Pair Trading with Selective Insurance and Allstate

The main advantage of trading using opposite Selective Insurance and Allstate positions is that it hedges away some unsystematic risk. Because of two separate transactions, even if Selective Insurance position performs unexpectedly, Allstate can make up some of the losses. Pair trading also minimizes risk from directional movements in the market. For example, if an entire industry or sector drops because of unexpected headlines, the short position in Allstate will offset losses from the drop in Allstate's long position.

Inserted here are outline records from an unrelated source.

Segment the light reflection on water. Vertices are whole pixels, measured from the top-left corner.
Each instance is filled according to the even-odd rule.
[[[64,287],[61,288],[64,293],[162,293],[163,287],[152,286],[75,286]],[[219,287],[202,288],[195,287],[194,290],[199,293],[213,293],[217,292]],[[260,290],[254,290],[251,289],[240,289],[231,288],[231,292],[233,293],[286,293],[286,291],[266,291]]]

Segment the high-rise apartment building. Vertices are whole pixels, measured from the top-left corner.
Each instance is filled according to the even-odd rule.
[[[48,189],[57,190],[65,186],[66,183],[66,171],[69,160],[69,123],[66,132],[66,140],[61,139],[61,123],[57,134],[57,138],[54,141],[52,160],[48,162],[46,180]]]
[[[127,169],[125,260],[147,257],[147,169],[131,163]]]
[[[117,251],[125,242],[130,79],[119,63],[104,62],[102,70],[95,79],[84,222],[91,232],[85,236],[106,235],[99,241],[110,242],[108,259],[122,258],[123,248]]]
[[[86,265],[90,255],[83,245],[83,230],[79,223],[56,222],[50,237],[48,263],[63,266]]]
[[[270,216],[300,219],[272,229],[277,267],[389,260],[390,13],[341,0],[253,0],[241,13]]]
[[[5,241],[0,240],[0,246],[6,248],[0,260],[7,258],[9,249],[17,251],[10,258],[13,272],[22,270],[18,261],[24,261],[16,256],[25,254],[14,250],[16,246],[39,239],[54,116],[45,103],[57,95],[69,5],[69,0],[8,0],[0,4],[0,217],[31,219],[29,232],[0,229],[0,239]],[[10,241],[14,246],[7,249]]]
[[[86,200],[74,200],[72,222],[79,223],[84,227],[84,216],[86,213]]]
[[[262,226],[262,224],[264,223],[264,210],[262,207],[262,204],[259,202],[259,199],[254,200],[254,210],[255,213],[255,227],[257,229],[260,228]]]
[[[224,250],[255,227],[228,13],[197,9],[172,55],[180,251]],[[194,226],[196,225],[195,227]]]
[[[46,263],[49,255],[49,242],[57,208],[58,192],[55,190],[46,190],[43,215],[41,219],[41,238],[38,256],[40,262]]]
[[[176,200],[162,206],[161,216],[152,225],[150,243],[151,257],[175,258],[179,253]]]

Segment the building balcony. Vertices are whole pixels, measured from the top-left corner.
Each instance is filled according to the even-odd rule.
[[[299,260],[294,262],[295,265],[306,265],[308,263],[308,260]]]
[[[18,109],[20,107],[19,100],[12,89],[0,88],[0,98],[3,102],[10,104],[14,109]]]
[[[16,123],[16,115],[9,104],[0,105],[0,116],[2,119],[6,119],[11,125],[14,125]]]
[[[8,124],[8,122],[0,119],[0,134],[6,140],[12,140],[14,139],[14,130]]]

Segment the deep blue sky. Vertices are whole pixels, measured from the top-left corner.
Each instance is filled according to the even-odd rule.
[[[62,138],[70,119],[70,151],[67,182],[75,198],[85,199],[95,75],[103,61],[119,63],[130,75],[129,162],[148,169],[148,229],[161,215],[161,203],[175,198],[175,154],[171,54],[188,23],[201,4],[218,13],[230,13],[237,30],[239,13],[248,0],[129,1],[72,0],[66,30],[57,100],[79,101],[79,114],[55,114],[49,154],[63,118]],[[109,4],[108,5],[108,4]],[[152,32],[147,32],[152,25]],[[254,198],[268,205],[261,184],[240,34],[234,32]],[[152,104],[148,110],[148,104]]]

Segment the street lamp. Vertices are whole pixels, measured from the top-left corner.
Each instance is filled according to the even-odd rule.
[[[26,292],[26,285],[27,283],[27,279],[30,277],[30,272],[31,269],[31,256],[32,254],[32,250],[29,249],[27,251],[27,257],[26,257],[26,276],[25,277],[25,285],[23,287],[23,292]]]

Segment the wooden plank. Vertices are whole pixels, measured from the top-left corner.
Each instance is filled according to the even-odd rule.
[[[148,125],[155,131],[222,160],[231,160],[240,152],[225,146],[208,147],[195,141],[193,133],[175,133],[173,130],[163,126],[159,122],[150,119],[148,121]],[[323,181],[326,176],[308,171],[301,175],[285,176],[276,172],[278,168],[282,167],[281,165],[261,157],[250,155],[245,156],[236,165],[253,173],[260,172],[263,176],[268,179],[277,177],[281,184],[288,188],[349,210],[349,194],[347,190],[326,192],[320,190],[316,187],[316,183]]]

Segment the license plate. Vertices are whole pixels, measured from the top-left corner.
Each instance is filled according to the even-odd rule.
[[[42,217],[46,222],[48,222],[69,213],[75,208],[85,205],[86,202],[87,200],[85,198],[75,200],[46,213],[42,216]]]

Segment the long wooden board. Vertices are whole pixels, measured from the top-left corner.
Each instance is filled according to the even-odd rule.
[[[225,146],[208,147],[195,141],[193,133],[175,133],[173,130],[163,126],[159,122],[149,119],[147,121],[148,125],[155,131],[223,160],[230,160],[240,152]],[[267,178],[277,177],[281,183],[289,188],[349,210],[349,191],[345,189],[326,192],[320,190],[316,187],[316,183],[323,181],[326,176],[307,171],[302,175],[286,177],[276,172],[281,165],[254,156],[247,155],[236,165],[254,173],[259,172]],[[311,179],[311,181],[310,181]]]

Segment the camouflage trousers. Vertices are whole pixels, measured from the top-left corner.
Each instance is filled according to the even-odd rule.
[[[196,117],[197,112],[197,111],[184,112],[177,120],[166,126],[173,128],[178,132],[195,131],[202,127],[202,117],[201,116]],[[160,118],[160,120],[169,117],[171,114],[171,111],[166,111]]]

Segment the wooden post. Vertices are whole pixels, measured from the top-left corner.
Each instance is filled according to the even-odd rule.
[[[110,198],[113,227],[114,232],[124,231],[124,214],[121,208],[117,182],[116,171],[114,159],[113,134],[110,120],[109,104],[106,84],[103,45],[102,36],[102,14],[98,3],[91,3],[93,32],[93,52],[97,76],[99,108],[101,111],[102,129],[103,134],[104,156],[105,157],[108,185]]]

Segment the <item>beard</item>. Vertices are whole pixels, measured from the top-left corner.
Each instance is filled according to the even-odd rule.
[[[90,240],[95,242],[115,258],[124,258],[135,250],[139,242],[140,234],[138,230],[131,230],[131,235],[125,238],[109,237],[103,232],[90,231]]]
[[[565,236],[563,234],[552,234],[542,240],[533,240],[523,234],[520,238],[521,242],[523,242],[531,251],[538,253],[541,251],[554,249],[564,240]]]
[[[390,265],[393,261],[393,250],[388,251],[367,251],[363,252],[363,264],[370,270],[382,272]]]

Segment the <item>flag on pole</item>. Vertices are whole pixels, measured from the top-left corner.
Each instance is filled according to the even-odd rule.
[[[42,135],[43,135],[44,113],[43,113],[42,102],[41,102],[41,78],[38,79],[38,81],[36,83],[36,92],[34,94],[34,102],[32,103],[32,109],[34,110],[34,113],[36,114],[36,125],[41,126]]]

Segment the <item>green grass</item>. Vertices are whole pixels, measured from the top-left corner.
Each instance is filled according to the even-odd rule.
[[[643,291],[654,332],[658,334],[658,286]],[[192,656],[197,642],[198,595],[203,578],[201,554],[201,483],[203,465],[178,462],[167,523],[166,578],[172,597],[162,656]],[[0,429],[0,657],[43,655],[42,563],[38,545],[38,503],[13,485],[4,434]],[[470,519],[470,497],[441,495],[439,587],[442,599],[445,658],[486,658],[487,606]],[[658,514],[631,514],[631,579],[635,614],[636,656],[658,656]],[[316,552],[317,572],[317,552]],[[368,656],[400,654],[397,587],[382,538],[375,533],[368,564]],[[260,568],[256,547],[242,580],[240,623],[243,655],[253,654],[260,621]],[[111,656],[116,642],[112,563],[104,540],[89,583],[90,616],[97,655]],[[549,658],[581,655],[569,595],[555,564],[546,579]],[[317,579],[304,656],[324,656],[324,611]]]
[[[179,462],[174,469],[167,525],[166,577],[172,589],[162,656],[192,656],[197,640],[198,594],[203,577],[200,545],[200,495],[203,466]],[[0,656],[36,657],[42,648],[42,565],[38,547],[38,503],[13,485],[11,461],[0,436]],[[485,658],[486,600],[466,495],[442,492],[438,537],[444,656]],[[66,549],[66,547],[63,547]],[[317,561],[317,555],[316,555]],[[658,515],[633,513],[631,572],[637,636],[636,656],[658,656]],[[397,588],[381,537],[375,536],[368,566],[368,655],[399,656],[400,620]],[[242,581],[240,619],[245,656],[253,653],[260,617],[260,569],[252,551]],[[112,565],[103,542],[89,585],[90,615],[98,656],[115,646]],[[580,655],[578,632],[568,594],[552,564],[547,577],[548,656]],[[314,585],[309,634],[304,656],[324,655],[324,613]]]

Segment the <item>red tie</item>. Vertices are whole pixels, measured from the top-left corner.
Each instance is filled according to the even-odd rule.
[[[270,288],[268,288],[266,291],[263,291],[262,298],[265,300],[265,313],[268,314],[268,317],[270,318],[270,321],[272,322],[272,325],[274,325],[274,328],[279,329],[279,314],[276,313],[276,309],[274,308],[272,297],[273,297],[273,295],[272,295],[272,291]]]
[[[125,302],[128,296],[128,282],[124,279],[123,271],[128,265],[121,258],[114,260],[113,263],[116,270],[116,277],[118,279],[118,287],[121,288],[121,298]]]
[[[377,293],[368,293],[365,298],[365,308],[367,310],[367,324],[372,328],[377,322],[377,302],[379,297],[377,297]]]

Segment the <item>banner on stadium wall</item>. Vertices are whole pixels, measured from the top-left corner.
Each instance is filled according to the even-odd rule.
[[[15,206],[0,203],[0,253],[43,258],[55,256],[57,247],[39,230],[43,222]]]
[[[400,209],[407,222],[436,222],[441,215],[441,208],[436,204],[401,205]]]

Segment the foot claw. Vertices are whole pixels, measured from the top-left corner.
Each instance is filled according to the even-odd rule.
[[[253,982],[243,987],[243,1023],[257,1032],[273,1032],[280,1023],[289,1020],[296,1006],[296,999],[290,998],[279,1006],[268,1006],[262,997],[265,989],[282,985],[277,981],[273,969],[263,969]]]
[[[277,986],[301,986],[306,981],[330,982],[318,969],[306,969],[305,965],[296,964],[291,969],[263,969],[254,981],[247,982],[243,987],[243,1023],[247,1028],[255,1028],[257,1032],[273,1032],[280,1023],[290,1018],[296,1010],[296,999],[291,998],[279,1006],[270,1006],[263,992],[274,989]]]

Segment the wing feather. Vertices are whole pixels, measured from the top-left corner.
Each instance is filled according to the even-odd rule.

The idea behind Selective Insurance Group and The Allstate pairs trading is to make the combined position market-neutral, meaning the overall market's direction will not affect its win or loss (or potential downside or upside). This can be achieved by designing a pairs trade with two highly correlated stocks or equities that operate in a similar space or sector, making it possible to obtain profits through simple and relatively low-risk investment.
Check out your portfolio center.
Note that this page's information should be used as a complementary analysis to find the right mix of equity instruments to add to your existing portfolios or create a brand new portfolio. You can also try the Crypto Correlations module to use cryptocurrency correlation module to diversify your cryptocurrency portfolio across multiple coins.